Alcohol can also impact your ability to get to sleep as well as sleep quality, It

should be avoided to get the best sleep possible.

Water and other beverages around bedtime mean you might be woken with a full

bladder. Consider moving your hydration habits to earlier in the day to avoid this.

  • Turn down the lights - the natural cycles of lowering light levels in the evening

is part of what cues our brain to prepare the body for sleep (namely by releasing

melatonin). Bright lights indoors and screens can delay this process from

happening and not only make falling asleep once we’re in bed much harder but

also lead us to wake feeling groggy the next morning.

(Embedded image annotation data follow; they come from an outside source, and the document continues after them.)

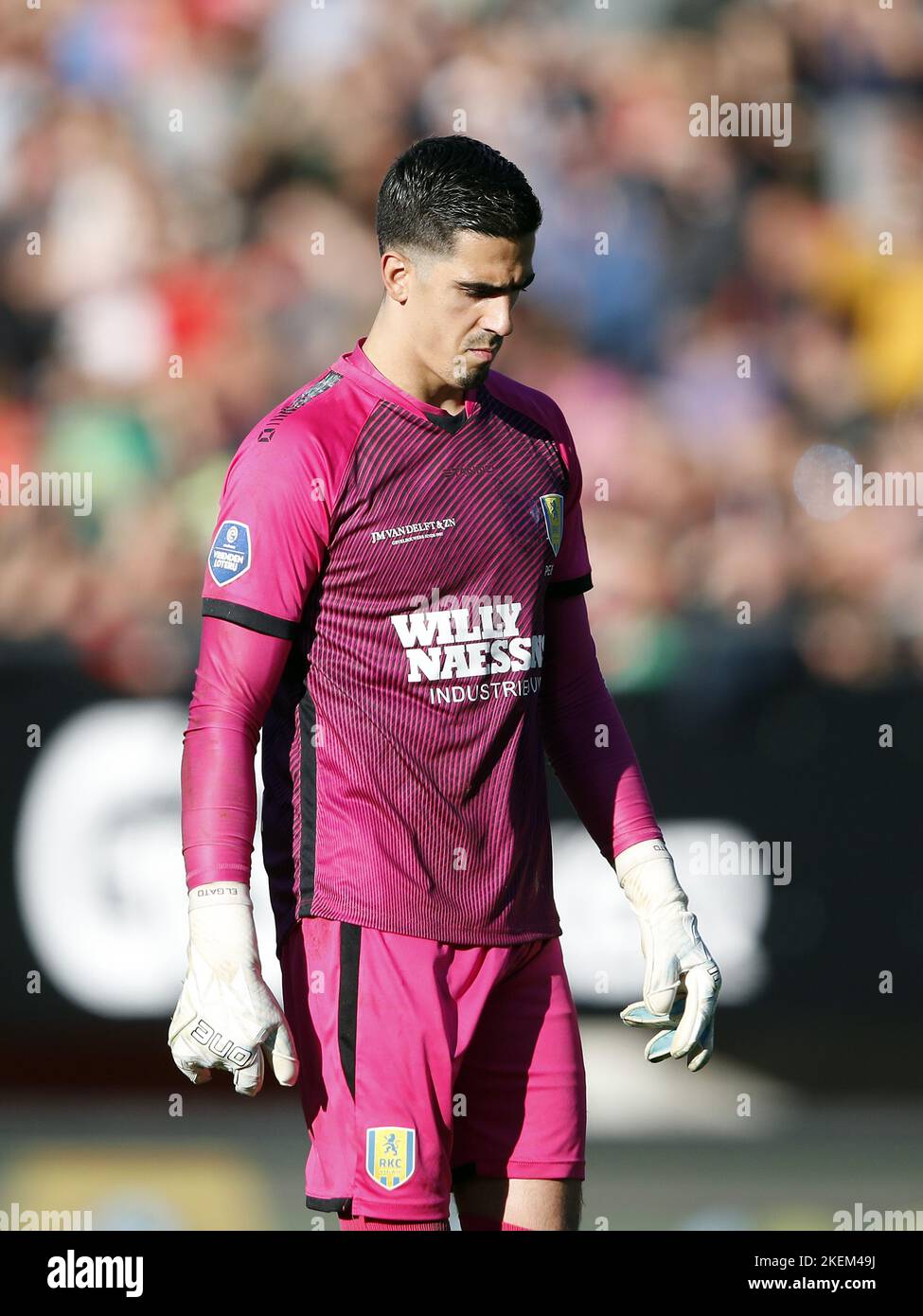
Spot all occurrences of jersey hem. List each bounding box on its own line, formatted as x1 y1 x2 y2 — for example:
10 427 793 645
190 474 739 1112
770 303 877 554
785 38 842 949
545 571 593 598
296 900 561 946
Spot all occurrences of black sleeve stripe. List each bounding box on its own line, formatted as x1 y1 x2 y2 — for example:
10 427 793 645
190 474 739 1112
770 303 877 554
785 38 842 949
545 571 593 598
202 598 299 640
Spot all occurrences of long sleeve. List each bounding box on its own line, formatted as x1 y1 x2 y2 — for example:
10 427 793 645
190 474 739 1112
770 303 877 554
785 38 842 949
540 594 664 863
181 617 291 887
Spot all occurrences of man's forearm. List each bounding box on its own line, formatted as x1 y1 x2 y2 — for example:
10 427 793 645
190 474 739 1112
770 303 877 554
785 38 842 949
181 617 291 887
540 594 663 863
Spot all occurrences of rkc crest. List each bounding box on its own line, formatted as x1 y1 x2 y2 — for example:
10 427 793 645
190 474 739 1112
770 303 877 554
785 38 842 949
539 493 563 557
364 1128 417 1192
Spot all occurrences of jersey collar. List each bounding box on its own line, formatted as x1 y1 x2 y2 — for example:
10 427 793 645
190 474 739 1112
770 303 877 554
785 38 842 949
330 334 483 432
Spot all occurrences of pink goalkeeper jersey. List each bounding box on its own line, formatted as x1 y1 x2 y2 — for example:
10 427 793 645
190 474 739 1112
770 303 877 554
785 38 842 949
197 338 592 945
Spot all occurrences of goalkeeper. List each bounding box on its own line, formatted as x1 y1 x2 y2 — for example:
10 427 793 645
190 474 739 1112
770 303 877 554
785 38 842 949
169 135 720 1232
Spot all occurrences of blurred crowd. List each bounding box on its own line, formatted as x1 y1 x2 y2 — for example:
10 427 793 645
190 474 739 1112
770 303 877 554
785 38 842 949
0 0 923 699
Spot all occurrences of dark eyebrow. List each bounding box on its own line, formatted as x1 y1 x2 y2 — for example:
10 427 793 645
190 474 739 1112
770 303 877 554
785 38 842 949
455 270 535 297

Consider switching to warm light in your home, use more subtle lamps instead of

harsh overhead lights and if screens are an absolute must, use a blue light

blocker on your devices.

  • Give yourself a chill – A drop in body temperature is another key way in which

your brain knows it is time to prepare for sleep. Like light, temperature is a key

factor in what cues the brain to release melatonin and prepare your body for

sleep.

Support this natural process by setting your thermostat to lower in the evenings –

around 18 degrees Celsius is an optimal temperature for many. You can have a

hot shower to help reduce your core body temperature or simply splash water on

your face. Consider less bedding and clothing while sleeping to help keep the

body cool throughout the night and help you stay asleep.

  • Wind down routine – Create a routine that supports your body in knowing it is

time to transition to rest. Turn off your screens a few hours before bed, lower the

lights and engage in an activity that is calming – sip tea by candlelight, read a

book, listen to calming music, get or give a massage, take a bath or shower or

journal. Be mindful of how your new routine impacts you and for example, pivot

the books you read or things you journal about where needed.

  • What about my monkey mind? Even the most calming bedtime routine is no

match for an anxious mind. Try making space to get things off your mind by

making an (analog) list of to dos for the following day. Or give your mind

something else to do - try techniques like a calming body scan or the cognitive

shuffle.


Often sleep evades us for many reasons both physical and mental. If stress and anxiety still feel like too much of a barrier to get good quality sleep or if it feels hard to develop a new sleep routine, help from a counsellor could be of benefit to you.



Disclaimer: Information can be empowering, but we all have unique health profiles and needs. Health-related information contained in this article is intended to be general in nature and should not be taken as medical advice nor should it be used as a substitute for a visit with a licensed health care provider.